For the process of matching the voice information, the invention introduces the concept of fuzzy algorithm. Due to the influence of external noise, when the voice signals are matched, the matching output probability of the corresponding path is generally low, and the high matching probability is difficult to achieve, so that a confidence probability is introduced, and a calculation formula of the confidence probability is as follows:

the confidence probability is a long-term accumulated value, when an initial value of the confidence probability is set at the initial stage of the robot voice recognition, the initial value is an average value of matching output probabilities of all corresponding paths in the first matching process, and the initial value is updated in real time according to the formula subsequently to adapt to the voice recognition in a noisy environment in turn. When the first matching of the voice information is unsuccessful, namely the maximum probability obtained from the matching output probabilities of all corresponding paths is smaller than the confidence probability, the voice signal is subjected to tone removal processing, and then the voice signal subjected to tone removal is subjected to the second matching in the step 2-4, so that external noise can possibly influence the related information of the voice information, including the influence on the tone of the voice information, thereby reducing the matching probability, removing the tone at the moment, and matching the voice signal again, thereby improving the probability and the accuracy of matching; when the speech signal is a second match: and outputting the output content of the corresponding path with the highest probability in the matching output probabilities of all the corresponding paths, wherein the content is the identified content. The second re-tone-removal instead of the first direct tone-removal can avoid the problem of reduced accuracy caused by the fact that the output probability of the corresponding path with the highest matching degree is reduced after tone removal.

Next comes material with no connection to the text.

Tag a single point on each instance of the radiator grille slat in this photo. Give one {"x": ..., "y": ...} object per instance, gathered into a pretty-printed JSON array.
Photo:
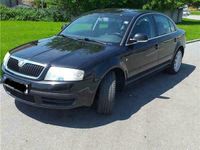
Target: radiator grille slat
[{"x": 28, "y": 69}]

Although the embodiments of the present invention have been described in conjunction with the accompanying drawings, those skilled in the art may make various modifications and variations without departing from the spirit and scope of the invention, and such modifications and variations fall within the scope defined by the appended claims.

Claims

1. A robot voice recognition method, comprising:

step 1: acquiring a voice signal;

when the speech signal is a first match:

when the speech signal is a second match:

2. The robot speech recognition method according to claim 1, wherein the confidence probability in step 4 is calculated as follows:

3. The robot speech recognition method of claim 1, wherein the pre-processing of the speech signal in step 2 comprises pre-emphasis, framing, and windowing in sequence.

4. The robot speech recognition method according to claim 1, wherein in step 3, the static feature information is subjected to FFT, mel filtering, and DCT processing in sequence, and then the processing result of the DCT is subjected to difference calculation to obtain the dynamic feature information.

5. The robot speech recognition method according to claim 1, wherein in step 4, the artificial neural network ANN is combined with a hidden markov model HMM to perform speech matching on the static feature information and the dynamic feature information.